Credo di non essere mai stata chiamata Cynda, forse non mi appartiene proprio come nome.
Forse perché per scrivere ho bisogno del famoso estratto dalla lettera a Paul Demeny di Rimbaud "... je est un autre".
Mi è sempre piaciuto scrivere, molto più tardi ho imparato ad apprezzare la letteratura alla follia.
Non volevo parlare di me, in realtà: ma mi serve un'introduzione, altrimenti potreste pensare che io sia completamente fuori di testa.
Io sono "Cynda".
Ho diciotto anni, sono all'ultimo anno di liceo linguistico.
Nella vostra mente, io probabilmente non ho una forma.
Esisto sotto forma di lettere, dei vostri sereni sogni, magari anche un po' imbarazzanti, coi vostri idoli.
Oggi, ho un bisogno fortissimo di scrivere questa cosa. Questo bisogno è così forte da farmi stare male.
Per farvi capire cosa intendo però, ho bisogno che sappiate che io sono una persona, una in carne ed ossa, un umano fragile e pieno di lacune, che non ha capito proprio il nulla più assoluto dalla vita.

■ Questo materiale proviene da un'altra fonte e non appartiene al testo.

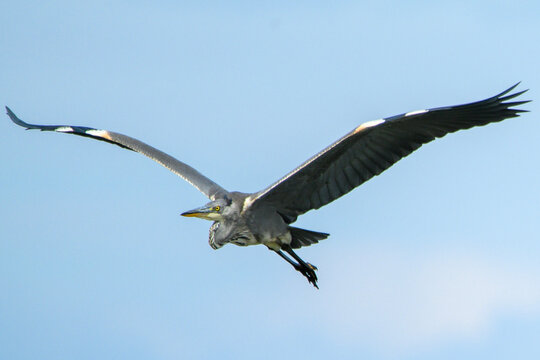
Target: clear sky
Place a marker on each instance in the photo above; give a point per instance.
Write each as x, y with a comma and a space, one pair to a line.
437, 258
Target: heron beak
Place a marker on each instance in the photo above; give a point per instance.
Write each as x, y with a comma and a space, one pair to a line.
201, 212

Esisto come persona piccola, infantile e assolutamente stupida: come è adatto esserlo a diciotto anni.
Ho preso la patente ma sono terrificante a guidare.
Appena ho ricevuto il mio bonus cultura ne ho speso quasi metà.
Quando rido inizio a tossire perché fumo ogni giorno.
Mi taglio e tingo i capelli di notte.
Mi rifiuto categoricamente di correggere la mia dizione nonostante io abbia un accento fortissimo del sud.
Adoro cercare le graduatorie nel sito della mia scuola e vedere quando sono nati i miei professori, per sapere la loro età ed il loro segno zodiacale.
Lo stavo facendo proprio ieri.

Mentre mi divertivo, ho trovato in una graduatoria un mio professore, uno giovane, giovanissimo.
Mi imbarazzo quando fa lezione e non lo guardo mai mentre spiega, a meno che non stia parlando con me.
È intelligentissimo, sa parlare tante lingue.
Ho sempre pensato che per quanto mi piacesse poco il suo essere così "spocchioso", sarebbe stato davvero una fortuna incontrare una persona come lui, un giorno. Studioso, impegnato, che ride fino alle lacrime sentendo Boris Johnson dire che Peppa Pig sembra un asciugacapelli disegnato da Picasso. Che legge l'Ulisse di Joyce come se fosse l'Amleto di Shakespear.
Che all'incontro scuola famiglia, disse a mia madre che accanto al mio nome aveva scritto "livello avanzato", che per lui era "come un cuoricino".

In quanto giovane, in graduatoria aveva un punteggio davvero molto basso.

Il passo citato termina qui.